By SCOTT WILSON
At the age of 95, Orville Rogers has run over 40,000 miles, and has no intention of slowing down.
"I started running … after reading Dr. [Kenneth H.] Cooper's book 'Aerobics.' It inspired me to start running," Rogers told ABC News. The book was published 45 years ago. Five years ago, at 90, Rogers decided to start running competitively.
"I had a trainer for six months before I started competing," he said.
A Dallas native, Rogers has competed in track and field events on both the national and international level for the past five years. On July 11, he will be traveling to Oletha, Kan., to compete in the 2013 USA Masters Track & Field Championships, and will likely be the oldest participant at the meet.
"I don't expect any competition in this age bracket," said Rogers.
After setting six world records at a meet in Landover, Md., back in March, Rogers is confident that he will be able to produce similar results in both the 400 and 800 meter events.

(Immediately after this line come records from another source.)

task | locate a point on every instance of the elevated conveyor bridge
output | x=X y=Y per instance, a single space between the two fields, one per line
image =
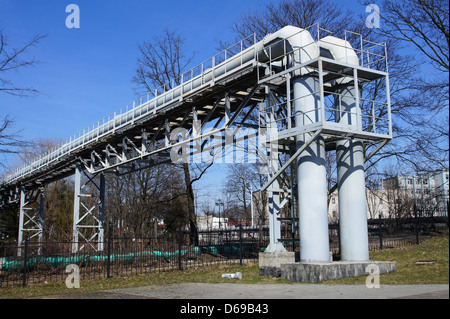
x=250 y=85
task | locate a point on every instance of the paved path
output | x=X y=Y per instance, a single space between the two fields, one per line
x=270 y=291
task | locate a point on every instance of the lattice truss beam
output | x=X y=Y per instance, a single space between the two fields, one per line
x=89 y=210
x=31 y=214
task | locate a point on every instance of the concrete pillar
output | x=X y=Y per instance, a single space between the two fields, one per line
x=351 y=181
x=311 y=175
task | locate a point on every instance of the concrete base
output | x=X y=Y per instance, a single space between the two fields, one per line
x=316 y=272
x=270 y=262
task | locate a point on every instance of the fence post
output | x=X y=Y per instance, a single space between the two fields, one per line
x=381 y=231
x=25 y=263
x=180 y=234
x=416 y=224
x=240 y=243
x=108 y=267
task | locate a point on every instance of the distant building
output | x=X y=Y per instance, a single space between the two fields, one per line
x=398 y=195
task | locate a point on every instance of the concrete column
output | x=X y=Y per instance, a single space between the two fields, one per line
x=311 y=176
x=274 y=189
x=351 y=181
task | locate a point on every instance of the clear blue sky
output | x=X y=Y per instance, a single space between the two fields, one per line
x=85 y=74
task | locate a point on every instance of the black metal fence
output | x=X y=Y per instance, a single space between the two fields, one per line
x=34 y=262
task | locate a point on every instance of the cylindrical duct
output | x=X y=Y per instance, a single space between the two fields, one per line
x=311 y=176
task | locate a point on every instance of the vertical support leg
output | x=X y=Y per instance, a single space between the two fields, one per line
x=76 y=208
x=31 y=215
x=311 y=176
x=273 y=191
x=101 y=213
x=89 y=211
x=351 y=180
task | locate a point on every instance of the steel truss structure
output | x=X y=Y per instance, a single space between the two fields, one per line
x=246 y=96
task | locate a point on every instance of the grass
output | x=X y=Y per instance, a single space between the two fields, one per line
x=408 y=272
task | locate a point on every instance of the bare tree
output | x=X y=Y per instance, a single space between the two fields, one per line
x=12 y=60
x=161 y=60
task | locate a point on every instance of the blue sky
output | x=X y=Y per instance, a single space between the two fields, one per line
x=85 y=74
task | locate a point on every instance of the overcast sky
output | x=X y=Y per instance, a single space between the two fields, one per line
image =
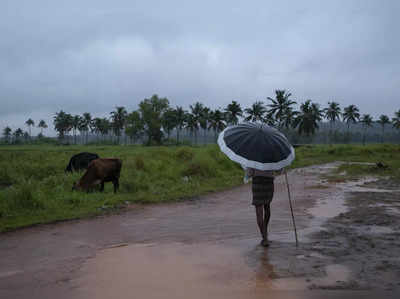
x=93 y=55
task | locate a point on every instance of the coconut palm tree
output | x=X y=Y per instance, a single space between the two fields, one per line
x=30 y=123
x=217 y=122
x=196 y=110
x=351 y=114
x=233 y=112
x=396 y=120
x=168 y=121
x=118 y=118
x=203 y=122
x=42 y=125
x=332 y=113
x=18 y=133
x=180 y=121
x=103 y=126
x=383 y=121
x=7 y=134
x=134 y=126
x=62 y=123
x=85 y=122
x=307 y=120
x=76 y=121
x=280 y=106
x=192 y=125
x=366 y=121
x=255 y=112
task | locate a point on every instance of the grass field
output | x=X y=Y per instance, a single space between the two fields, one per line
x=34 y=188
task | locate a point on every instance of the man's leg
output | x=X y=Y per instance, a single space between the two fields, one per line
x=267 y=216
x=260 y=220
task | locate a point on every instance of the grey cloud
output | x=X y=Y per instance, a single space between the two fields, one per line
x=93 y=55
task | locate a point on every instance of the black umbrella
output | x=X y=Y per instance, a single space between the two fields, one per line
x=258 y=146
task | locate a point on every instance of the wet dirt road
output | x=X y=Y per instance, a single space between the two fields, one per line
x=206 y=245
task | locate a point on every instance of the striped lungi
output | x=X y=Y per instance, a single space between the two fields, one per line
x=263 y=190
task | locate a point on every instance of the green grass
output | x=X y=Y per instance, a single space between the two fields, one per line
x=34 y=188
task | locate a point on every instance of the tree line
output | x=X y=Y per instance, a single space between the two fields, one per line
x=155 y=120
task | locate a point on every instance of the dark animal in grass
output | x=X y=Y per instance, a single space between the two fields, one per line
x=80 y=161
x=100 y=171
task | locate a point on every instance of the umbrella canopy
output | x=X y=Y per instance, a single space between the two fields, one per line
x=256 y=146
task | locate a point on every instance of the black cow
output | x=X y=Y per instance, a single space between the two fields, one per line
x=80 y=161
x=98 y=172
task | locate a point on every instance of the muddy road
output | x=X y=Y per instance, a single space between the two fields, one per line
x=349 y=237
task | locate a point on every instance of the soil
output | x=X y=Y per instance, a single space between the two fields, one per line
x=348 y=241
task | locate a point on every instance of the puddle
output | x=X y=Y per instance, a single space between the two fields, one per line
x=335 y=274
x=377 y=229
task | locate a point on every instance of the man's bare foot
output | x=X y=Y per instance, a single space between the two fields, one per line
x=264 y=243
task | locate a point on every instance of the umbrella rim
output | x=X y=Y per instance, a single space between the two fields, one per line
x=250 y=163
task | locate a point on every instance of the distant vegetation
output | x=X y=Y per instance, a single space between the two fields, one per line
x=35 y=189
x=156 y=122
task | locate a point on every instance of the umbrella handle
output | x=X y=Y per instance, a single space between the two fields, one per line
x=291 y=209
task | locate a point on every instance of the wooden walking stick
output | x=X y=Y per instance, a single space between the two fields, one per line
x=291 y=209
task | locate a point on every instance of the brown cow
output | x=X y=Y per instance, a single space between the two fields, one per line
x=99 y=171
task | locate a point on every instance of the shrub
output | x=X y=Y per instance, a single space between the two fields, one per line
x=184 y=154
x=139 y=163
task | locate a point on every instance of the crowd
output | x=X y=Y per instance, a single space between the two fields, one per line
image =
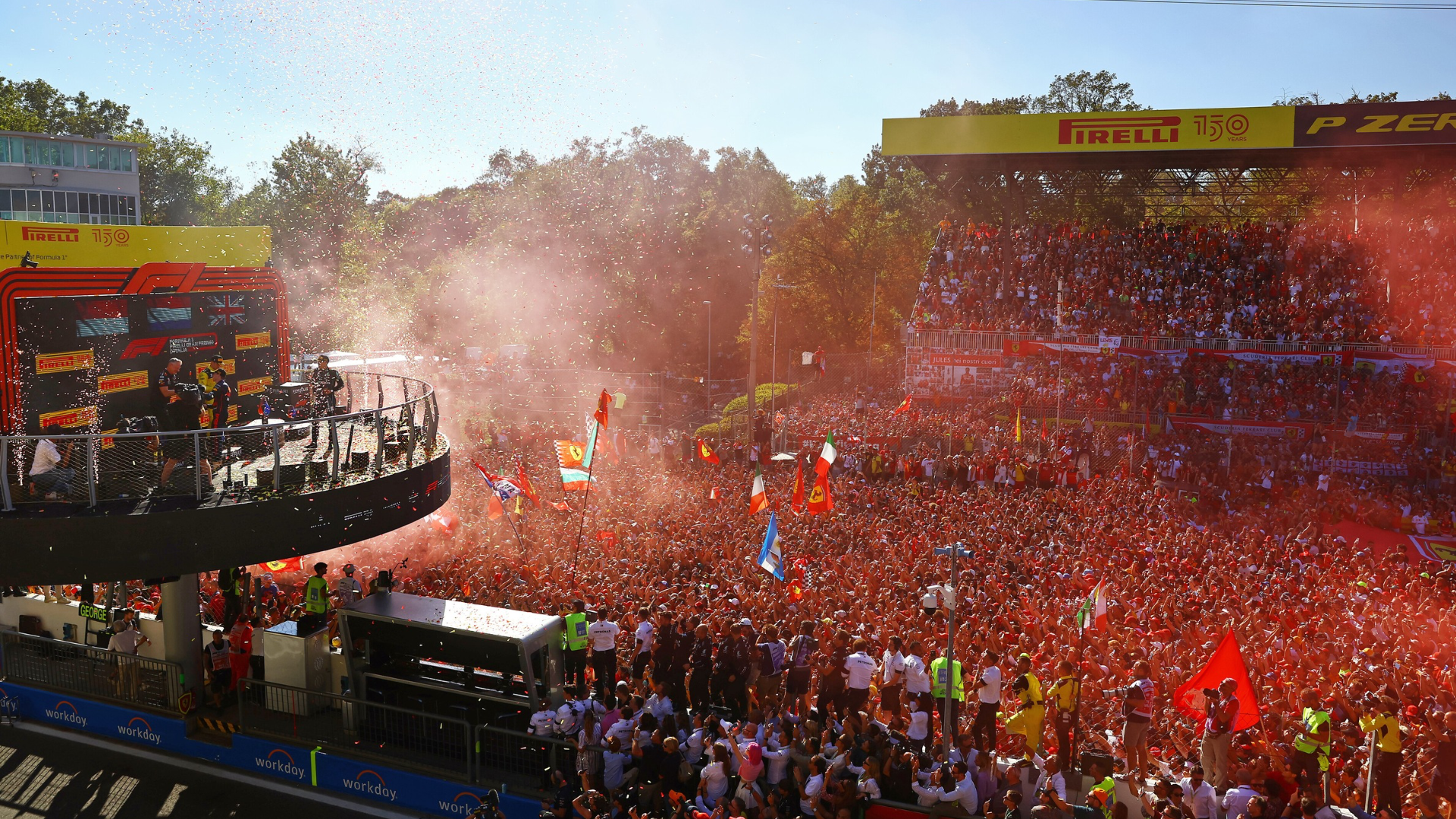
x=717 y=689
x=1307 y=281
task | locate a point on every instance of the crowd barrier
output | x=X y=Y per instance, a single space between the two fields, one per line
x=297 y=764
x=383 y=425
x=388 y=733
x=91 y=672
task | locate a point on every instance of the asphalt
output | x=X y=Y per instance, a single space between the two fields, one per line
x=50 y=774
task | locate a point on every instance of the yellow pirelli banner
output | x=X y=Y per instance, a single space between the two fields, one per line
x=71 y=419
x=131 y=245
x=1362 y=124
x=1185 y=129
x=254 y=387
x=121 y=382
x=47 y=363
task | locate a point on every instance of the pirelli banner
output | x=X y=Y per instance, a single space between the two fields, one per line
x=1379 y=124
x=88 y=362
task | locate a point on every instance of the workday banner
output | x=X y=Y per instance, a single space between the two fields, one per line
x=67 y=711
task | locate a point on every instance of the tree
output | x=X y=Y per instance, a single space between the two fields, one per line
x=312 y=199
x=1084 y=91
x=180 y=183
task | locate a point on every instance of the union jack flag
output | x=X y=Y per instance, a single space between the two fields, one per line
x=224 y=311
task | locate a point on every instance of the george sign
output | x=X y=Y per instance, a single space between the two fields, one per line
x=253 y=340
x=131 y=245
x=121 y=382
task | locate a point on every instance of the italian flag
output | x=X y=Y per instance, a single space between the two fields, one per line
x=827 y=455
x=1094 y=611
x=759 y=499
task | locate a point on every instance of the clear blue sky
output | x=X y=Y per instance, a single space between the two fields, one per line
x=436 y=89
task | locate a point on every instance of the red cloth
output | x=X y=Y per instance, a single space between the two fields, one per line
x=1226 y=662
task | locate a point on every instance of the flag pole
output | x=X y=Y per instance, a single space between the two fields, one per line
x=585 y=499
x=1076 y=706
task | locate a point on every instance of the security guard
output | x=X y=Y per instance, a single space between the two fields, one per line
x=1065 y=697
x=938 y=684
x=315 y=601
x=576 y=643
x=1033 y=713
x=1312 y=741
x=1386 y=729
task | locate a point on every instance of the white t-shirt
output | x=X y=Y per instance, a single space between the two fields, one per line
x=861 y=668
x=990 y=689
x=47 y=458
x=645 y=635
x=603 y=635
x=919 y=725
x=894 y=665
x=918 y=679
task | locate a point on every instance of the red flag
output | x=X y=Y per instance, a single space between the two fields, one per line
x=707 y=452
x=526 y=484
x=291 y=564
x=603 y=401
x=820 y=499
x=1225 y=664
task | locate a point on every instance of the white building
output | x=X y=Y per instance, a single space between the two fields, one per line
x=69 y=180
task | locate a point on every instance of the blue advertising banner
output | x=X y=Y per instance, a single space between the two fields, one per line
x=438 y=798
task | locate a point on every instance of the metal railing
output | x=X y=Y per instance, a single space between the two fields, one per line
x=382 y=425
x=522 y=761
x=357 y=727
x=91 y=672
x=996 y=340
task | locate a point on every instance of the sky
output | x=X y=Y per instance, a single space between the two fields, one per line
x=433 y=88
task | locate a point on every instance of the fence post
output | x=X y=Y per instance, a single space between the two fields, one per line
x=410 y=449
x=5 y=474
x=197 y=463
x=379 y=441
x=91 y=469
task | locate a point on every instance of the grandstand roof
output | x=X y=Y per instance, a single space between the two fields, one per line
x=1291 y=136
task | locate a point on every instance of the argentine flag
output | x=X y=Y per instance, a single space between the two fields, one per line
x=770 y=557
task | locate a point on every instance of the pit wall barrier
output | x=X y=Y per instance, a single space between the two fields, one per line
x=313 y=768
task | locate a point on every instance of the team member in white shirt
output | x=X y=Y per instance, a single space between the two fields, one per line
x=893 y=679
x=644 y=637
x=983 y=732
x=861 y=670
x=918 y=678
x=603 y=642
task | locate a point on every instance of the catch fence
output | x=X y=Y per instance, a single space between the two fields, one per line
x=95 y=673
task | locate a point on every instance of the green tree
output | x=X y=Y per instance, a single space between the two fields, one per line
x=1084 y=91
x=180 y=183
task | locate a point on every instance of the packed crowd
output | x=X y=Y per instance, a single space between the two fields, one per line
x=715 y=689
x=1307 y=281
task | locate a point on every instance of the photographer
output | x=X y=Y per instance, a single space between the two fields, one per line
x=182 y=414
x=324 y=385
x=490 y=806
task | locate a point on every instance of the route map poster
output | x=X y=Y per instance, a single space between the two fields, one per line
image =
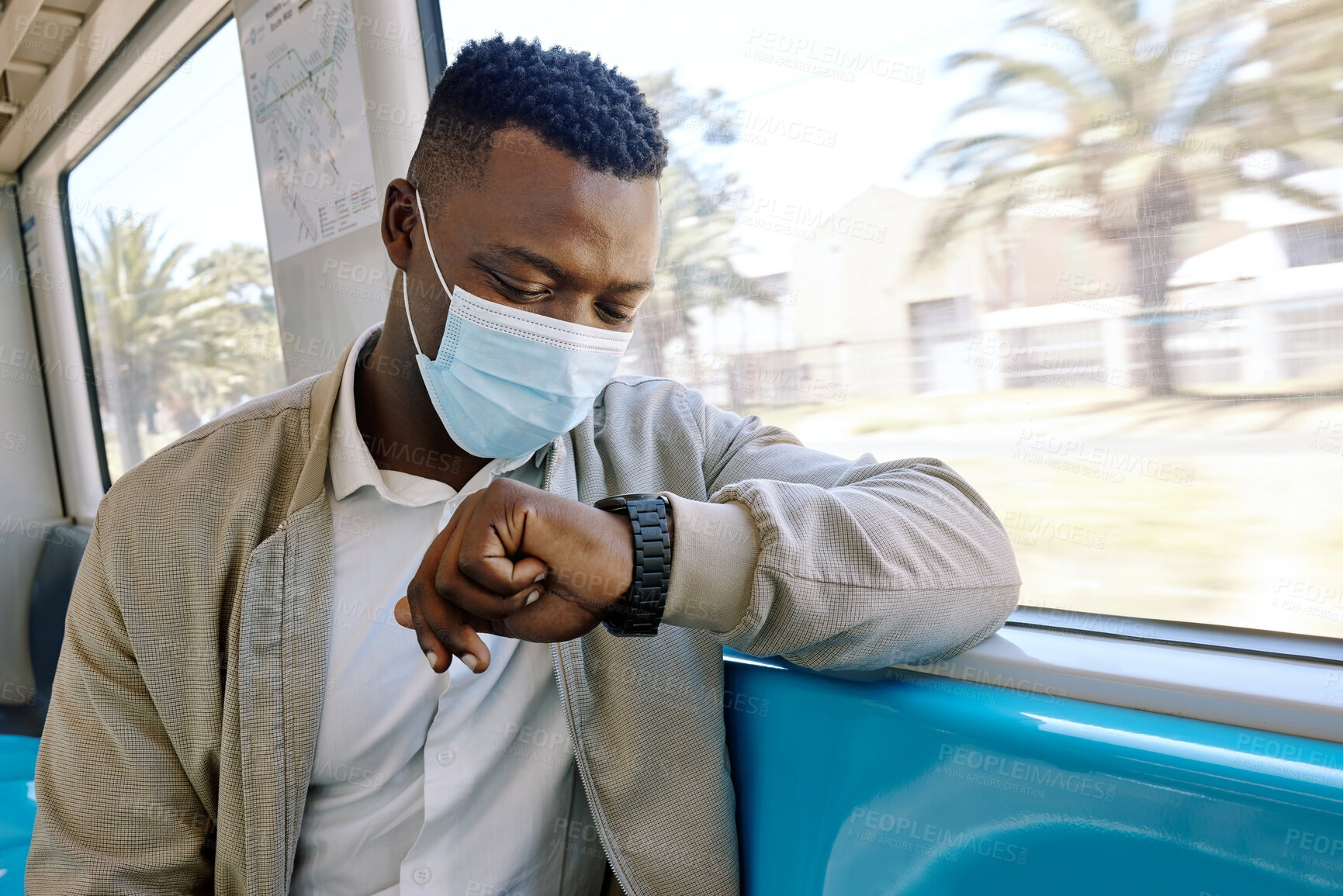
x=308 y=123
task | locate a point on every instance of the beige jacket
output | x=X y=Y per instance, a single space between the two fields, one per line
x=180 y=740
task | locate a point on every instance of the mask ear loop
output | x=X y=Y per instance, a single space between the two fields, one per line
x=433 y=258
x=407 y=303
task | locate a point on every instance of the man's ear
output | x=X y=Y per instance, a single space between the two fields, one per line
x=399 y=220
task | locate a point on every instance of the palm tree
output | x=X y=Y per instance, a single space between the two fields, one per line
x=161 y=340
x=1146 y=124
x=694 y=266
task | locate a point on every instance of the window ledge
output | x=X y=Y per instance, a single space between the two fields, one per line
x=1267 y=692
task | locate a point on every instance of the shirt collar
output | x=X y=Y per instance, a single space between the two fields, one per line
x=351 y=464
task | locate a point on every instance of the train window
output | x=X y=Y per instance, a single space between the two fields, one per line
x=1087 y=254
x=175 y=278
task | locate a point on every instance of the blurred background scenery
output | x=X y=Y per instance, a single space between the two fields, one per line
x=1089 y=253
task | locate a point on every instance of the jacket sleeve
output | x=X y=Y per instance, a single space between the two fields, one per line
x=834 y=563
x=116 y=811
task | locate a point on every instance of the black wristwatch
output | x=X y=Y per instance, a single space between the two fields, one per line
x=639 y=611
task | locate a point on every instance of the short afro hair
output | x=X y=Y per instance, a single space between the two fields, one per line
x=573 y=101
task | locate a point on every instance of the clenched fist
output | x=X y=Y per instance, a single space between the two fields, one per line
x=519 y=562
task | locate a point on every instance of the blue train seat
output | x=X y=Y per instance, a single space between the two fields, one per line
x=913 y=785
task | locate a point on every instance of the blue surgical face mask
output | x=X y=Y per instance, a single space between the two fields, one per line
x=507 y=382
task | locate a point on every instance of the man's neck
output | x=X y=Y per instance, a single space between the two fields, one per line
x=398 y=420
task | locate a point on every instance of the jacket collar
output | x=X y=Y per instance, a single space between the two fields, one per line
x=312 y=479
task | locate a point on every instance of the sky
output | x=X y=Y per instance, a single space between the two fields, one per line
x=856 y=82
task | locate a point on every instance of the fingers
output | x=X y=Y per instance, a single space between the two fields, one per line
x=493 y=531
x=439 y=625
x=483 y=600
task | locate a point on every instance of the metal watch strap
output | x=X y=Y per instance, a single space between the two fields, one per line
x=639 y=611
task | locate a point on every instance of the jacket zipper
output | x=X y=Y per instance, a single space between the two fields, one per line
x=598 y=813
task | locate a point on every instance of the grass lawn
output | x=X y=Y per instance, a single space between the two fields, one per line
x=1212 y=510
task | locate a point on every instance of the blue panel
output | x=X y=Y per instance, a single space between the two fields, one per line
x=18 y=809
x=923 y=786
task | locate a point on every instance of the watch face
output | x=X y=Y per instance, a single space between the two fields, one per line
x=618 y=501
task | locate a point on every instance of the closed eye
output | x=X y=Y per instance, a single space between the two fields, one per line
x=523 y=292
x=613 y=315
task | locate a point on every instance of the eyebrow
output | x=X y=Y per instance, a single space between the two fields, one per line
x=554 y=270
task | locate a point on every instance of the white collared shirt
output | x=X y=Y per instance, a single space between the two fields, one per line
x=453 y=785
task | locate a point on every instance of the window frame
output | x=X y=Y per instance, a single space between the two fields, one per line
x=222 y=18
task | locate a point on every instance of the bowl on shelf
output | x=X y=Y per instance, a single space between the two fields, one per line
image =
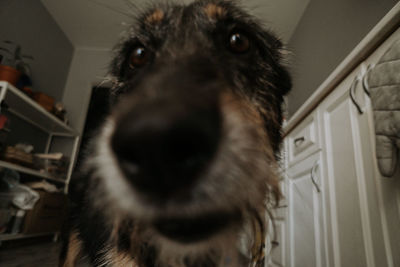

Orville Rogers was a career pilot stationed in Texas through both World War II and the Korean War. After serving in the military, he flew for Braniff Airways for more than three decades. Rogers noted that over his long career as a pilot, he "logged about 38,000 hours of flying," a milestone that he surpassed not too long ago with his "logged 40,000 miles of running."
Rogers said that after reading Dr. Cooper's "Aerobics," he was "inspired to join the running revolution." Since then, not much has been able to get in the way of his lifelong love of running.
Even after suffering a stroke, Rogers was not deterred from his record-setting goals.
"I had a minor stroke three years ago. My left hand and left leg were totally paralyzed. I was in rehabilitation for about two or three weeks and in outpatient for a couple of months," he said.
His quick recovery, coupled with his spirited perseverance, enabled him to get back to competing. He's been breaking and setting numerous records, and just this year he's entered the 95 to 99 age category.
Speaking about Rogers, Cooper told ABC affiliate WFAA, "So many people don't wear out, they rust out. And he's proving the contrary. If you keep exercising, you can achieve phenomenal records."